Федор повел меня университетскими коридорами; я, еле поспевая за ним, тащился вслед со своим неподъемным чемоданом, на ходу объясняя провожатому, что у меня для господина профессора удивительно вкусное домашнее варенье и прочие сласти.
Мы остановились перед застекленной дверью, за которой явно находилась какая-то лаборатория.
- Пришли, - лаконично сказал Федор. - Стучите.
Дверь открыл молодой человек с пушистой черной бородкой.
- Мне нужен профессор Мечников, - сказал я. - Доложите, пожалуйста.
- Я и есть Мечников, - отвечал молодой человек. - Что вам угодно?
Тут взгляд его упал на чемодан, и он широко распахнул дверь:
- Заходите, заходите.
После чего обратился к моему провожатому:
- А вы идите, Федор Анисимович, этот господин побудет у меня.
Потом опять ко мне:
- Если я не ошибаюсь...
- Не ошибаетесь, - не дав ему договорить, сказал я, - я к вам от Петра Петровича из Киева.
Теперь он должен был осведомиться о здоровье мифического Петра Петровича.
- А как здоровье Петра Петровича? - участливо поинтересовался профессор. - Надеюсь, у него все в порядке?
- Ну, слава Богу, все, - облегченно вздохнул я. - Здесь литература. Вы знаете, что делать с ней дальше?
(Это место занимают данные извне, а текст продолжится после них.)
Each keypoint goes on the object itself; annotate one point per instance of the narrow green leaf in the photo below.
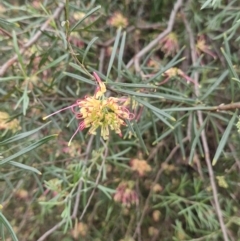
(25, 167)
(2, 79)
(86, 16)
(155, 109)
(196, 139)
(22, 135)
(114, 50)
(15, 44)
(79, 68)
(215, 84)
(88, 47)
(27, 149)
(163, 119)
(230, 64)
(120, 56)
(78, 77)
(54, 63)
(224, 139)
(166, 133)
(5, 222)
(139, 135)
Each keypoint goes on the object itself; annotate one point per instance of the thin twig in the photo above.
(146, 205)
(50, 231)
(34, 39)
(10, 35)
(203, 134)
(97, 182)
(154, 42)
(77, 199)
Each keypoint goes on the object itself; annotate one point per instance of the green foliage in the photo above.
(152, 183)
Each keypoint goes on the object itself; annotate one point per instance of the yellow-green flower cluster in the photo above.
(99, 111)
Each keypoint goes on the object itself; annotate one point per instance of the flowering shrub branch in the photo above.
(99, 111)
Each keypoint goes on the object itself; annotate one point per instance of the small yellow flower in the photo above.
(5, 124)
(118, 20)
(169, 44)
(99, 111)
(140, 166)
(203, 47)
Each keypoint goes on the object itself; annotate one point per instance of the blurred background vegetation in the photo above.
(174, 174)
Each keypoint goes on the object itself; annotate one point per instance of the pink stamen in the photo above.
(97, 77)
(75, 133)
(69, 107)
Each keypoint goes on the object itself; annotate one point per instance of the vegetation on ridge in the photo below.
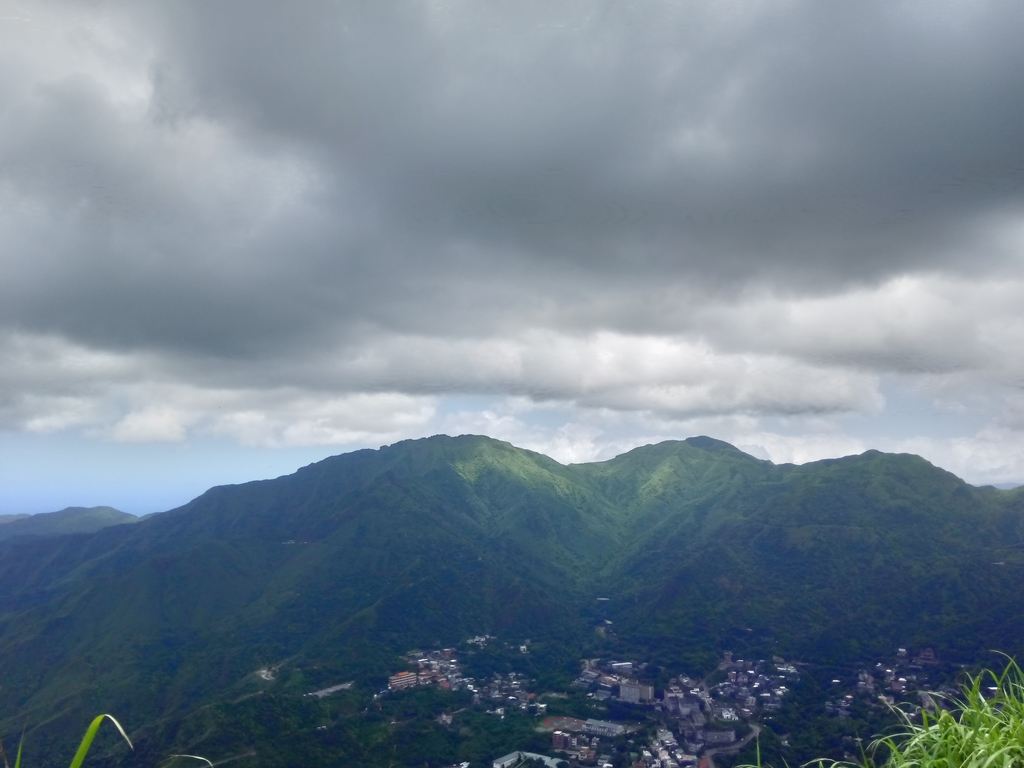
(331, 573)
- Знаю, - улыбнулся Мечников. - Благодарю вас. Не нуждаетесь ли вы в какой-либо помощи с моей стороны?
- Нет, - сказал я. - Мне можно идти?
- Пожалуйста, - ответил профессор и добавил: - Еще раз благодарю вас, и передайте от меня Петру Петровичу мой нижайший поклон.
Я покидал университет не без удивления. Профессор Мечников оказался моим сверстником. Я даже позавидовал - уже профессор, а я еще ничего не достиг.
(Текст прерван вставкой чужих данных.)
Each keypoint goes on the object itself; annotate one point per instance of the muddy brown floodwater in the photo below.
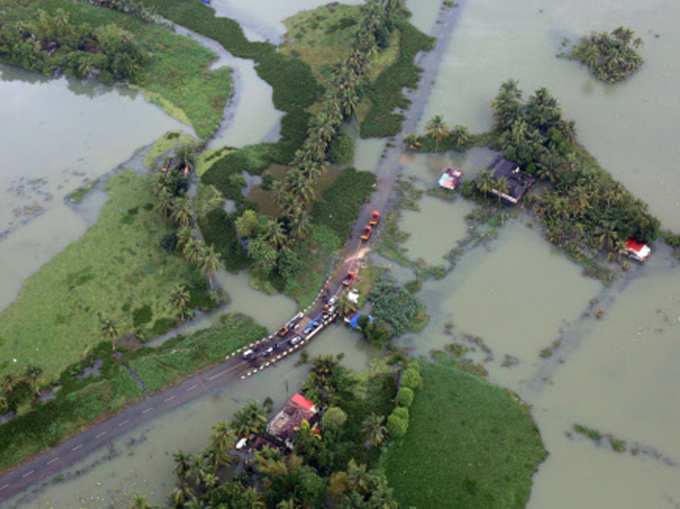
(618, 374)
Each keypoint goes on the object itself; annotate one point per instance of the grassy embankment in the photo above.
(176, 78)
(484, 456)
(80, 401)
(115, 270)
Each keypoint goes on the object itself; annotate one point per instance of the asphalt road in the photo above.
(49, 463)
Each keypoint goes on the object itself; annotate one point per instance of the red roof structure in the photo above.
(305, 403)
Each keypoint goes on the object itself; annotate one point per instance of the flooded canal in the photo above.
(530, 306)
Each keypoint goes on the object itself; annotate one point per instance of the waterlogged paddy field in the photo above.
(141, 461)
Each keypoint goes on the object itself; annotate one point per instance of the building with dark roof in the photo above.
(519, 182)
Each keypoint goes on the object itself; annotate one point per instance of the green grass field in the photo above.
(469, 444)
(177, 77)
(116, 268)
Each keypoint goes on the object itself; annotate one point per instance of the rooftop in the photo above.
(519, 182)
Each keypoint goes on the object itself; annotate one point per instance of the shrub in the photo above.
(411, 378)
(141, 315)
(401, 412)
(341, 150)
(396, 427)
(405, 397)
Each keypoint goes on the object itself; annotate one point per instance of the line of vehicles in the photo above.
(300, 326)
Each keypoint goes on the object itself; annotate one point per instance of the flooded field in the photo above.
(617, 374)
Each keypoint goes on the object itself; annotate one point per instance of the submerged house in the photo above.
(296, 410)
(519, 182)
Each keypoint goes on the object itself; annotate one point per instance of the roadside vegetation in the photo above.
(85, 41)
(610, 57)
(335, 462)
(114, 281)
(484, 455)
(99, 384)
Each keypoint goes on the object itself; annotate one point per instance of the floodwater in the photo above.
(617, 374)
(63, 134)
(629, 126)
(141, 461)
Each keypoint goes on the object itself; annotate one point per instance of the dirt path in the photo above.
(50, 462)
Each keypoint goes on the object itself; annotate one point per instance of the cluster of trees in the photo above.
(438, 131)
(334, 461)
(52, 44)
(610, 57)
(396, 306)
(584, 207)
(19, 388)
(170, 187)
(343, 93)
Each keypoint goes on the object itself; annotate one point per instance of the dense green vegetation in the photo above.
(469, 444)
(386, 93)
(610, 57)
(80, 400)
(334, 462)
(83, 40)
(93, 287)
(397, 306)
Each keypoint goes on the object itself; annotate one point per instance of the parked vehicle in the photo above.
(349, 278)
(637, 250)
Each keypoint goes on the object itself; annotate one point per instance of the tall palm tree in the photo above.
(180, 298)
(374, 429)
(139, 502)
(210, 262)
(108, 329)
(222, 443)
(436, 129)
(502, 186)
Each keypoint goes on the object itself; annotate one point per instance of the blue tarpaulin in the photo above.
(354, 321)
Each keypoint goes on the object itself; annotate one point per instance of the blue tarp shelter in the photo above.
(354, 321)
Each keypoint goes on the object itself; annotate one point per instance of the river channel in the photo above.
(618, 374)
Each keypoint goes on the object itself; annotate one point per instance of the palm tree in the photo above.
(411, 141)
(182, 213)
(436, 128)
(274, 234)
(502, 186)
(460, 136)
(210, 262)
(139, 502)
(222, 443)
(180, 298)
(108, 329)
(374, 429)
(299, 222)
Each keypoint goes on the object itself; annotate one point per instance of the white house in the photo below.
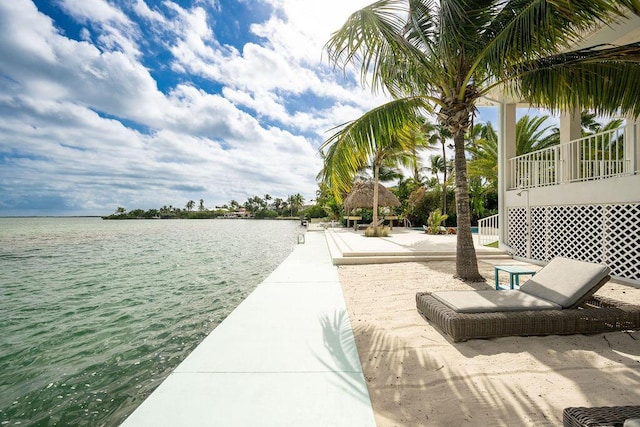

Побродив по городу, я отправился на пристань, узнал, когда отходит ближайший пароход, приобрел билет, получил в камере хранения свой саквояж и через несколько часов отплыл из Одессы в Браилу.
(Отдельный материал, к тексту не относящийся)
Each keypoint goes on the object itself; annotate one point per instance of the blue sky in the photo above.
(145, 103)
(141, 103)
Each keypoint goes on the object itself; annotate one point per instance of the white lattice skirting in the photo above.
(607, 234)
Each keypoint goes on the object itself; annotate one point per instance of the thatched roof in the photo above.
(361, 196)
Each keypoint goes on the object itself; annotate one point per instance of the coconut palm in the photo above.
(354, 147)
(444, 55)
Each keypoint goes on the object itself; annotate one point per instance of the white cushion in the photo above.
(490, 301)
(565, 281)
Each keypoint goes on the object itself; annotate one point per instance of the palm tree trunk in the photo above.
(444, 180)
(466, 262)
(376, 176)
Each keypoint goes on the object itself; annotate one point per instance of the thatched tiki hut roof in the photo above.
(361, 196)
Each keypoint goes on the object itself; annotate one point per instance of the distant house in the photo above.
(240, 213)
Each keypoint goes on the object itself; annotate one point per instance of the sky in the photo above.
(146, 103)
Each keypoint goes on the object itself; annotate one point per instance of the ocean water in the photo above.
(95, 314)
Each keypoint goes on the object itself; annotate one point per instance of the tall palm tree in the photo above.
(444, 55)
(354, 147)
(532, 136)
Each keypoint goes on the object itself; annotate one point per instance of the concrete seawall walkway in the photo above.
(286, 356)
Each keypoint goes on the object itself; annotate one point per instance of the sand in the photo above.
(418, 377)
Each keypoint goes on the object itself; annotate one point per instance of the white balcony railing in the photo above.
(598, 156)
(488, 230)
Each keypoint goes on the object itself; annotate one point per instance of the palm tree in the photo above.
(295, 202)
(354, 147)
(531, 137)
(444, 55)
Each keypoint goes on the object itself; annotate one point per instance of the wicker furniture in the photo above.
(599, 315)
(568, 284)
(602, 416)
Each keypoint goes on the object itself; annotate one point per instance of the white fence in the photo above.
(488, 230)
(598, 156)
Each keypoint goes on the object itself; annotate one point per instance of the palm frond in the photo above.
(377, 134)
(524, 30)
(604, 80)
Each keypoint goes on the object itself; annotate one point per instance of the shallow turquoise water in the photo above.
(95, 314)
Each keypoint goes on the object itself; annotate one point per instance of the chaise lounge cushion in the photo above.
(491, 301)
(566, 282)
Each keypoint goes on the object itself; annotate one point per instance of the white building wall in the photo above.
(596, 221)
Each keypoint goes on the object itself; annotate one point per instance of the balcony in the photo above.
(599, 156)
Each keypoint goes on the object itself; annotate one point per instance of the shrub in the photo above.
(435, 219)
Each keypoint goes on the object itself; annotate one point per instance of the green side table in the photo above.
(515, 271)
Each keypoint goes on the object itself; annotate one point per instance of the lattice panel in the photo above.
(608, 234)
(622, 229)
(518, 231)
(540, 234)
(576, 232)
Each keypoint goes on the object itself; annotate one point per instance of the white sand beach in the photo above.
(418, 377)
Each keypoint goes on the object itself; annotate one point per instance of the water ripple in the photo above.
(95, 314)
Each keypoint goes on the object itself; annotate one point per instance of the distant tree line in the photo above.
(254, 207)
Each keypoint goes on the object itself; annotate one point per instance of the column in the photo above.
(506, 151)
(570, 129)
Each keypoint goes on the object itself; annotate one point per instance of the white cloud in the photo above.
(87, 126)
...Разыскать в Браиле болгарскую школу не составило труда.
За низким забором, сложенным из розового ракушечника, шумела ватага подростков, и среди нее, как могучий дуб, окруженный молодой порослью, высился Ботев. Обращаясь к школьникам, он весело что-то говорил, а те в ответ кричали еще веселее и громче. Сразу было видно, что между учителем и учениками царит дружеское согласие.
Впрочем, он везде был на месте, где бы я его ни встречал. А в Браиле я видел его в самых разных местах. Утром - в школе, днем - в типографии, вечером - в кофейне с друзьями, ночью - у себя дома, в тесной комнатке, за шатким столиком, заваленным рукописями и книгами, и часто - в присутствии какой-нибудь загадочной личности.
Не успел я помахать Ботеву рукой, как он сам заметил меня и направился в мою сторону в сопровождении школьников.
- Добрый день, Павел.
- Добрый день, Христо.
В его глазах светилось любопытство, но спросил он меня вовсе не о том, о чем я был готов услышать:
- Устроились?
- Нет еще.
- А где же ваши вещи?
- На пристани.
- А где собираетесь остановиться?
- Не знаю.
Я и в самом деле не знал. Полагал, если мое присутствие в Браиле необходимо, заботы о моем устройстве следует взять на себя Ботеву.
- У меня еще урок, - сказал он. - Проведете этот час вместе с моими учениками?
Он ввел меня в один из классов - просторную комнату, уставленную столами и скамейками. Я сел позади, чтобы не привлекать к себе внимание. Но едва начался урок, школьники обо мне забыли. Да и я тоже забыл о школьниках, вернее, сам превратился в школьника. Не помню, был ли то урок географии или истории. Помню только, что Ботев рассказывал детям о богатствах природы Болгарии и злоключениях ее истории. Он вел обычный урок с таким вдохновением, точно вел своих слушателей в бой за освобождение народа. Это был удивительный урок. Ботев не говорил ученикам, что надо любить родину, он учил отдавать ей все силы своих разума и сердца.
Но вот урок кончился. Школа вновь зажила обыденной жизнью беззаботной детворы: одни разбегались по домам, другие шумели за дверью, кто-то затеял возню по пути на улицу.
- Давайте подумаем, - обратился ко мне Ботев, когда все более-менее стихло, - как вам лучше устроиться.
- У вас здесь, вероятно, немало знакомых, - отвечал я. - Наверное, будет нетрудно найти комнату?